Shunning the ‘tourist board’ view of Palm Springs—of pastel hues, beautiful people sipping cocktails on floaties in the pool, desert art installations and midcentury modern—photographer John Brian King has centred his focus upon “the beautiful, the mundane, the ugly”; shooting “the debris—architectural and natural—left behind by generations of people who lived in or visited Palm Springs to escape, to exist, to die.”
Photographed between 2016 and 2018 whilst living in the city, Riviera: Photographs of Palm Springs documents the fragments of existence left behind in the resort, the 112-page paperback depicting a resort frozen in a visually arresting state of decline. Using a cheap instant film camera to give his photos a washed-out, hazy look, the publication represents the reality of Palm Springs (and its surroundings) that the Los Angeles-born photographer, filmmaker, designer, and writer found himself immersed in every day.
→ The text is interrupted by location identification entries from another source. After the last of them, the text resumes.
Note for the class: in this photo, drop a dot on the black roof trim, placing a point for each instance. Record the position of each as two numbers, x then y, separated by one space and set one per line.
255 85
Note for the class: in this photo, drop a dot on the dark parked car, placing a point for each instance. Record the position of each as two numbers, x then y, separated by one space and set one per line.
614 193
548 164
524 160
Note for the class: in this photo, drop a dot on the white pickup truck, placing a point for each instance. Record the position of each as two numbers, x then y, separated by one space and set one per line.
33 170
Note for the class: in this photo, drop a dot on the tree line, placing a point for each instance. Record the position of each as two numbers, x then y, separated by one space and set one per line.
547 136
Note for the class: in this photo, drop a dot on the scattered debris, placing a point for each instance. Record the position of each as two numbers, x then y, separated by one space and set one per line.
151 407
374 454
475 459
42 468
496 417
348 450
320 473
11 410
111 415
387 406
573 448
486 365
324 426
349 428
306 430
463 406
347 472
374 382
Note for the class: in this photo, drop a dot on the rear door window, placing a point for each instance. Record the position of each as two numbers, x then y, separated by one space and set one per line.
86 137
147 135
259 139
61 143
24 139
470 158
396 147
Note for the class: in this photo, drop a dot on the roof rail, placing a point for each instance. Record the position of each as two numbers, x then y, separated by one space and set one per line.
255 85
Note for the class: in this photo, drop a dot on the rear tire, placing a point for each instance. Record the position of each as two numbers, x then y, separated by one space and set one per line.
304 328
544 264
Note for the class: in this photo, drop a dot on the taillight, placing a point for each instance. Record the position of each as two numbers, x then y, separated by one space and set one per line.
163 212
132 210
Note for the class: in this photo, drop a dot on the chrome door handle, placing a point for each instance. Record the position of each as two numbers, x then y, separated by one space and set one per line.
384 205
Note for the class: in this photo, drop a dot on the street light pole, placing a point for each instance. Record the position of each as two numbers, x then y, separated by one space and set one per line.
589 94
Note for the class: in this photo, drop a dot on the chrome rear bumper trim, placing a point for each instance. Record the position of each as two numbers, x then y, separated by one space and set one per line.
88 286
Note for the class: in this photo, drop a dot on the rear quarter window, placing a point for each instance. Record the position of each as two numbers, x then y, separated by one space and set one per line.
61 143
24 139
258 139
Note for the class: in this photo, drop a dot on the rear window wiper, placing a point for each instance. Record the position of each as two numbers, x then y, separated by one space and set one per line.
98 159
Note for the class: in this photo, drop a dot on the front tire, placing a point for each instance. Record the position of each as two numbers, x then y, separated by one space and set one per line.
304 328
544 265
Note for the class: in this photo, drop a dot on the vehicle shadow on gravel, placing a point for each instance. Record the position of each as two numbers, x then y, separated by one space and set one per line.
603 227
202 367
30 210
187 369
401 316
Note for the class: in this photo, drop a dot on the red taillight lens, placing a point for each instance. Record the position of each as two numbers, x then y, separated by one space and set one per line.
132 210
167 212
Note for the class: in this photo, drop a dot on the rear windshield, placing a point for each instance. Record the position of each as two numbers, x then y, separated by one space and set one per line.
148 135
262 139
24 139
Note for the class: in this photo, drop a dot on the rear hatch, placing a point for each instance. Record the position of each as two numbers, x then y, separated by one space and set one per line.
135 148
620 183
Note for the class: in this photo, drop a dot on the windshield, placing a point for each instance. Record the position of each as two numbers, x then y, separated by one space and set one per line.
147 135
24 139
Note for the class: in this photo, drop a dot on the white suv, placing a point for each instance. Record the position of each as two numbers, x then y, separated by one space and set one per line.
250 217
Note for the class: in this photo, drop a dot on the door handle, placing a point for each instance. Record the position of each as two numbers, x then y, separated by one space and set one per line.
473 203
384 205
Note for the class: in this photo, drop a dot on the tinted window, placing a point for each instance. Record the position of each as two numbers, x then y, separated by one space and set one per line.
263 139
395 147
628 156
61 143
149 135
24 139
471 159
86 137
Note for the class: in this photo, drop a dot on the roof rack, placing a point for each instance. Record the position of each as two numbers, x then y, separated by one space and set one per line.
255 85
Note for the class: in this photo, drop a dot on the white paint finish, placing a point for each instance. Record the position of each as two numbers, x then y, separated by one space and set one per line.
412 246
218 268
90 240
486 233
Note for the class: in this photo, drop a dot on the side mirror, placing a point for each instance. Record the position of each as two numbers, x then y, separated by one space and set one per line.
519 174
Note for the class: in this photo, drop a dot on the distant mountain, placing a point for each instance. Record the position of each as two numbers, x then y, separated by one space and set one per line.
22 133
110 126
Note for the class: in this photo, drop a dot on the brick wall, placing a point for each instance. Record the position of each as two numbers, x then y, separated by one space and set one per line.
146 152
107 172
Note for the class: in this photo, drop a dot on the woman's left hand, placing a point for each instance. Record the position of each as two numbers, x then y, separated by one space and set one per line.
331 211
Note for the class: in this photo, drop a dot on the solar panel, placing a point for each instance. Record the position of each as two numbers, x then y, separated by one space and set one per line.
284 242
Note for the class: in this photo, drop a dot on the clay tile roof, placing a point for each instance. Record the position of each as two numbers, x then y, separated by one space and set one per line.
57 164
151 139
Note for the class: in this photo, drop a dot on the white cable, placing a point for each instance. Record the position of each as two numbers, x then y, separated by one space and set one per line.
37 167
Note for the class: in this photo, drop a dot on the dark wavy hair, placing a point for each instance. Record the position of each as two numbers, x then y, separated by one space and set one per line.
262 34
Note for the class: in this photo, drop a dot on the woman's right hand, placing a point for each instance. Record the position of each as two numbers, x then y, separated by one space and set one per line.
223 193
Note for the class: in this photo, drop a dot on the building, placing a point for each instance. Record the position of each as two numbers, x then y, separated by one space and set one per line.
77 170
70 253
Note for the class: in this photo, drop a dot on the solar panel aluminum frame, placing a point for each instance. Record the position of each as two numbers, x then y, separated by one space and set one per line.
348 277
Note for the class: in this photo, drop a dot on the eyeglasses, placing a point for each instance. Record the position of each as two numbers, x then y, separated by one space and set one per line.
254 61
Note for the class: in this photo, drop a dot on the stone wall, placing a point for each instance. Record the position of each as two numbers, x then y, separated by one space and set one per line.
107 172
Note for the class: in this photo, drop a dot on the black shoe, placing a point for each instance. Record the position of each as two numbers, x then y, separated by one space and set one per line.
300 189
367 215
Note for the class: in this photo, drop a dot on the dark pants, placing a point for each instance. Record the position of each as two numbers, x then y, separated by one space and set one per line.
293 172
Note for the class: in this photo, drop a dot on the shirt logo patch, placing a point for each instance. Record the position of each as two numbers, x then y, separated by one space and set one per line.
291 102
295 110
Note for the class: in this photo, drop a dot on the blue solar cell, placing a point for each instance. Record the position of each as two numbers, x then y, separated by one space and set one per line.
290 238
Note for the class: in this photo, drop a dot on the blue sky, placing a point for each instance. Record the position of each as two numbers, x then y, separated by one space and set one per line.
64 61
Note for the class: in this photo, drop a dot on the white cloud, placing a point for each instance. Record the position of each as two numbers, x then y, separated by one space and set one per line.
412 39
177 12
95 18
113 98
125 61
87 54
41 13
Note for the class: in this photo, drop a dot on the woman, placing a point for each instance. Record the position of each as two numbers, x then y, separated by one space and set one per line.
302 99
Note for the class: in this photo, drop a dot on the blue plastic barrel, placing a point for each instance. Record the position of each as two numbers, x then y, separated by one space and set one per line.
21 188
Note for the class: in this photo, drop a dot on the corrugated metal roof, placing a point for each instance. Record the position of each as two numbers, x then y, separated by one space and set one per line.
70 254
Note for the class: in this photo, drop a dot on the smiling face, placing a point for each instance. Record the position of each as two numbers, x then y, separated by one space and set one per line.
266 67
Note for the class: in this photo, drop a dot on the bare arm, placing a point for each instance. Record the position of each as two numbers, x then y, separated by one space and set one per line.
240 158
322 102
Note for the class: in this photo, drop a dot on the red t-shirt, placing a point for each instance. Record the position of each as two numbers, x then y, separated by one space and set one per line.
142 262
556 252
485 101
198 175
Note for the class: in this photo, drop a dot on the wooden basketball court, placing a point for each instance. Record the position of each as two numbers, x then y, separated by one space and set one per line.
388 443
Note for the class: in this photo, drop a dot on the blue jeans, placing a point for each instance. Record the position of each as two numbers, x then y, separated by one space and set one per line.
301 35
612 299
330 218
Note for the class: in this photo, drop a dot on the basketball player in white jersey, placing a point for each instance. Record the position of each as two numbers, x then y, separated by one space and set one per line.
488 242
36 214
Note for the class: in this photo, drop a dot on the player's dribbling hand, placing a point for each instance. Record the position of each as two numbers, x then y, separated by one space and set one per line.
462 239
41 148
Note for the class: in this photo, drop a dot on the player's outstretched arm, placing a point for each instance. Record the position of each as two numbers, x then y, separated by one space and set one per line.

From the Biltmore Big House, a single phase 140-unit condominium development on 10 acres of land, to the arid Coachella Valley, the city’s world-renowned architecture or simply its rough-around-the-edges simplicity, this beautiful photobook offers a frequently unseen, alternative take on a city renowned for its easy living, year-round good weather and Instagram-ready photo opportunities.
Published by Spurl Editions, Riviera: Photographs of Palm Springs is out now.